Minggu, 08 Juli 2012

AHLUSSUNNAH WAL JAMA'AH

Begitu banyak perpecahan golongan ummat islam di Dunia. Mereka semuanya mengaku sebagai Ahlus sunnah wal jama’ah. Bagaimana bisa disebut demikian, jika sesama muslim sudah saling mengkafirkan. Sudahkah kita memahami arti Ahlussunnah wal jama’ah itu sendiri, wallahu’alam.

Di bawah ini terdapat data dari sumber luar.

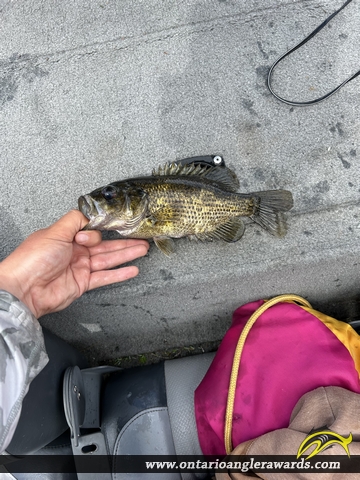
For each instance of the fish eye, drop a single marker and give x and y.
(108, 192)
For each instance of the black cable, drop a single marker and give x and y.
(312, 34)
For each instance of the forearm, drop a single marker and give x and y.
(22, 357)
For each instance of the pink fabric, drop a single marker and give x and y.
(288, 353)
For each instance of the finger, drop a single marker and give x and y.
(104, 261)
(89, 239)
(67, 226)
(100, 279)
(114, 245)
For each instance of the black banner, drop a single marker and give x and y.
(185, 464)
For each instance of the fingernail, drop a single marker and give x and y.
(82, 237)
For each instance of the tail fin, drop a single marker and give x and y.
(268, 212)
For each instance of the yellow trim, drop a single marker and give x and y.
(344, 332)
(237, 358)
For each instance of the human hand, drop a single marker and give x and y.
(56, 265)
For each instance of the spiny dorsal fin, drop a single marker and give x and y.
(225, 177)
(178, 169)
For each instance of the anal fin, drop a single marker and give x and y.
(231, 231)
(165, 244)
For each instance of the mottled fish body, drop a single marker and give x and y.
(183, 201)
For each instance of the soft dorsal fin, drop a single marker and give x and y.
(225, 177)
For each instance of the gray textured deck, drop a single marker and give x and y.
(97, 91)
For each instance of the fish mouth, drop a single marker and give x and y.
(85, 206)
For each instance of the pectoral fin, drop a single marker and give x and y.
(231, 231)
(165, 244)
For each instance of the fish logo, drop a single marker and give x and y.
(322, 440)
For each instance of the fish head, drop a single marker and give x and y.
(117, 206)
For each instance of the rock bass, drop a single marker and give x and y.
(195, 201)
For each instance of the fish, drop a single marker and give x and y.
(193, 200)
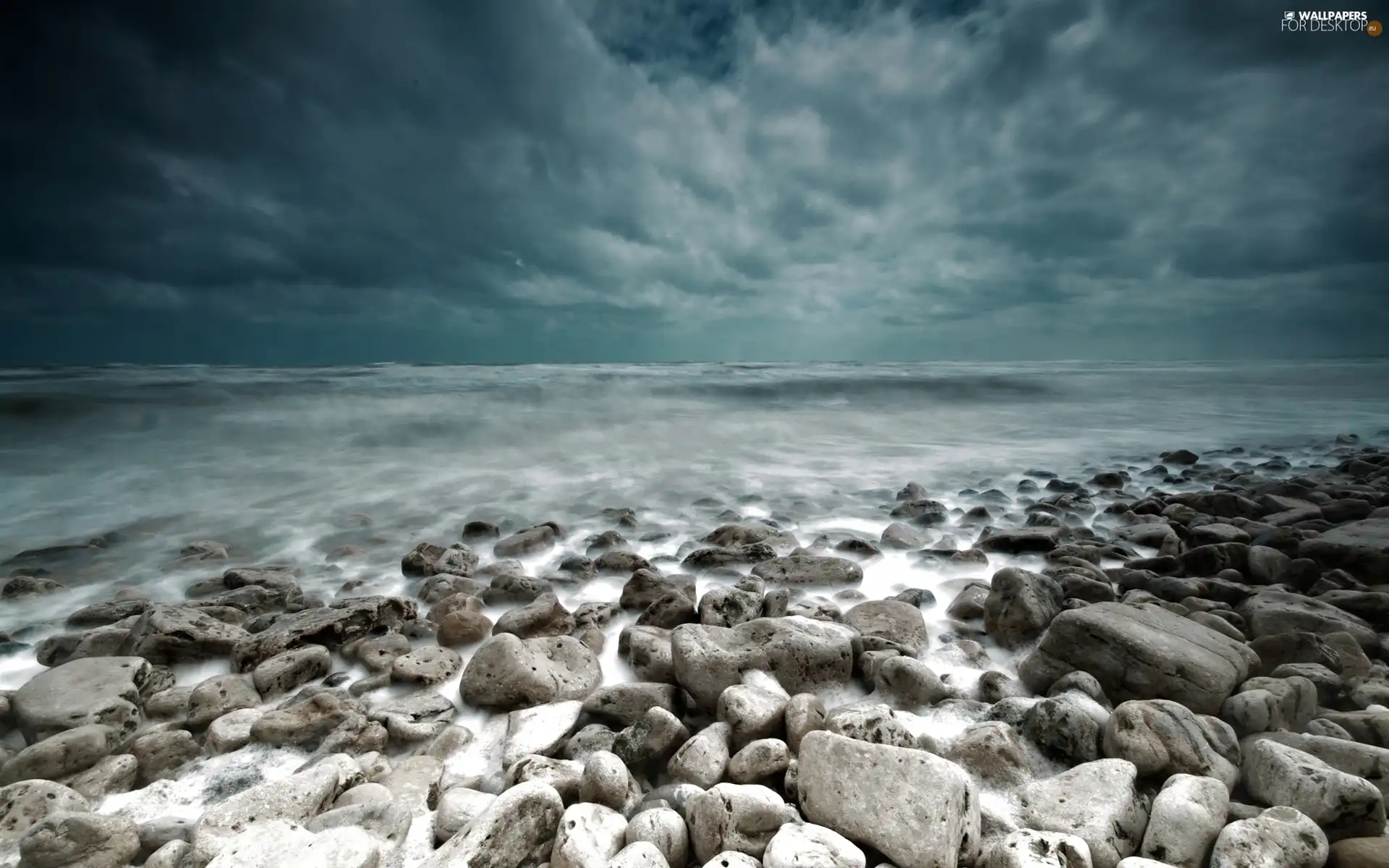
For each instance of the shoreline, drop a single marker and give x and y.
(946, 635)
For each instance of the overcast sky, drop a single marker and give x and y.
(341, 181)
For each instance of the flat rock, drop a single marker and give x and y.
(735, 817)
(857, 789)
(1096, 801)
(809, 570)
(1141, 652)
(1342, 804)
(330, 626)
(90, 691)
(802, 655)
(1278, 838)
(1360, 548)
(889, 624)
(27, 803)
(540, 729)
(517, 831)
(1270, 613)
(1163, 738)
(511, 673)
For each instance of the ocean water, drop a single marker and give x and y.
(341, 471)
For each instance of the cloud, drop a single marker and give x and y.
(587, 179)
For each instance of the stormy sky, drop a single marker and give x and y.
(506, 181)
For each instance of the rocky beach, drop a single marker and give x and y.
(818, 617)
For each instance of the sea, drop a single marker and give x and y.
(341, 471)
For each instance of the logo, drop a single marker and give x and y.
(1322, 21)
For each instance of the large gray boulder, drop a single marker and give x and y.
(1020, 606)
(1278, 838)
(1270, 613)
(510, 673)
(181, 634)
(810, 570)
(1360, 548)
(295, 799)
(859, 791)
(802, 655)
(330, 626)
(1163, 738)
(90, 691)
(889, 625)
(735, 817)
(1097, 801)
(80, 841)
(25, 803)
(1342, 804)
(1141, 652)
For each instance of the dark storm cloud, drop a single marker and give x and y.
(510, 179)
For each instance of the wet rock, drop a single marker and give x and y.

Kata “Ahlussunnah” terdiri dari dua suku kata yaitu ahlu yang berarti keluarga, pemilik, pelaku atau seorang yang menguasai suatu permasalahan. Dan kata Sunnah yang berarti apa yang datang dari Nabi baik berupa syariat, agama, petunjuk yang lahir maupun yang bathin, kemudian dilakukan oleh sahabat, tabiin dan pengikutnya sampai hari Kiyamat.(Berdasarkan Majmu’ Fatawa III/ 357). Sunnah disini bukan dalam konteks fiqih (syariah), dalam arti jika kita melakukan sesuatu ibadah mendapat pahal, jika tidak melaksanakan tidak apa-apa. Tetapi, sunnah disini lebih dalam konteks Thariqahnya (jalan hidup) yang dilakukan Rasulullah, baik perkataan ataupun perbuatan. Dapat diartikan pula bahwa Orang Ahlussunnah adalah orang yang mengetahui sesuatu yang halal dan yang haram, baik makanan ataupun unsur lainnya yang mengandung halal dan haran tersebut. Karena, sesuatu yang haram itu tidak dilakukan oleh Rasulullah dan para sahabatnya terdahulu. Dengan demikian, Ahlussunnah adalah orang yang mengikuti sunnah Rasulullah dan para sahabatnya.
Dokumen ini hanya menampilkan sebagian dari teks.